Porque, en verdad, tú eres estéril.
HERODÍAS. –¿Qué yo soy estéril, yo? ¿Tú dices eso, tú que estás siempre mirando
a mi hija, tú que quieres que ella baile para tu placer? Es absurdo que digas eso. He
tenido una hija. Tú no has tenido ningún hijo, no, ni siquiera de una de tus esclavas.
Eres tú el estéril, no yo.
HERODES. –¡Tranquilízate, mujer! Digo que tú eres estéril. Tú no me has dado
ningún hijo, y el profeta dice que nuestro matrimonio no es un verdadero matrimonio.

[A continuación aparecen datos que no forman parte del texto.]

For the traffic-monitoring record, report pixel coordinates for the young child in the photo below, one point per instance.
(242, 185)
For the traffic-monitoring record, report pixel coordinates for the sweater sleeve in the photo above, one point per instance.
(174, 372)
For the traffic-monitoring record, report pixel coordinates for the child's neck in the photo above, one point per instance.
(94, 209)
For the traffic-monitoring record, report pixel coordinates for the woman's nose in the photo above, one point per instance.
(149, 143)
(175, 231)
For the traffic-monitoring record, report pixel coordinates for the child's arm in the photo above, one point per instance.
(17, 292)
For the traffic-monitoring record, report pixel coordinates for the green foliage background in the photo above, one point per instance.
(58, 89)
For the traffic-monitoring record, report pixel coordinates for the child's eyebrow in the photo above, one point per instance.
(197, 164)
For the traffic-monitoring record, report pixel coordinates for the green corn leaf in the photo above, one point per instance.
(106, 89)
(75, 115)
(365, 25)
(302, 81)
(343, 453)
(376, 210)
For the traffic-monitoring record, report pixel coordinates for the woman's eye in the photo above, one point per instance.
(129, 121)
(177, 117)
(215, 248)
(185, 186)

Él dice que es un matrimonio incestuoso, un matrimonio que traerá males… Me temo
que tenga razón; estoy seguro de que tiene razón. Pero no es este el momento de
hablar de tales cosas. Quiero ser feliz en este momento. En verdad, estoy feliz. Nada
me falta.
HERODÍAS. –Me alegra que estés de tan buen humor esta noche. No es tu
costumbre. Pero es tarde. Entremos. No olvides que cazamos al amanecer. Se
deben presentar todos los honores a los embajadores de César, ¿verdad?
SEGUNDO SOLDADO. –Qué aire sombrío tiene el tetrarca.
PRIMER SOLDADO. –Sí, tiene un aire sombrío.
HERODES. –Salomé, Salomé, baila para mí. Te ruego que bailes para mí. Estoy
triste esta noche. Sí, estoy pasando una noche triste. Cuando llegué aquí pisé
sangre, que es un mal augurio; y oí, estoy seguro de que oí en el aire un aleteo, el
aleteo de alas gigantes. No sé qué significan… estoy triste esta noche. Entonces,
baila para mí. Baila para mí, Salomé, te lo imploro. Si bailas para mí podrás pedirme
lo que desees, y te lo daré, aun la mitad de mi reino.
SALOMÉ (incorporándose). –¿De verdad me daréis lo que estar yo pida, tetrarca?
HERODÍAS. –No bailes, hija mía.
HERODES. –Todo, aun la mitad de mi reino.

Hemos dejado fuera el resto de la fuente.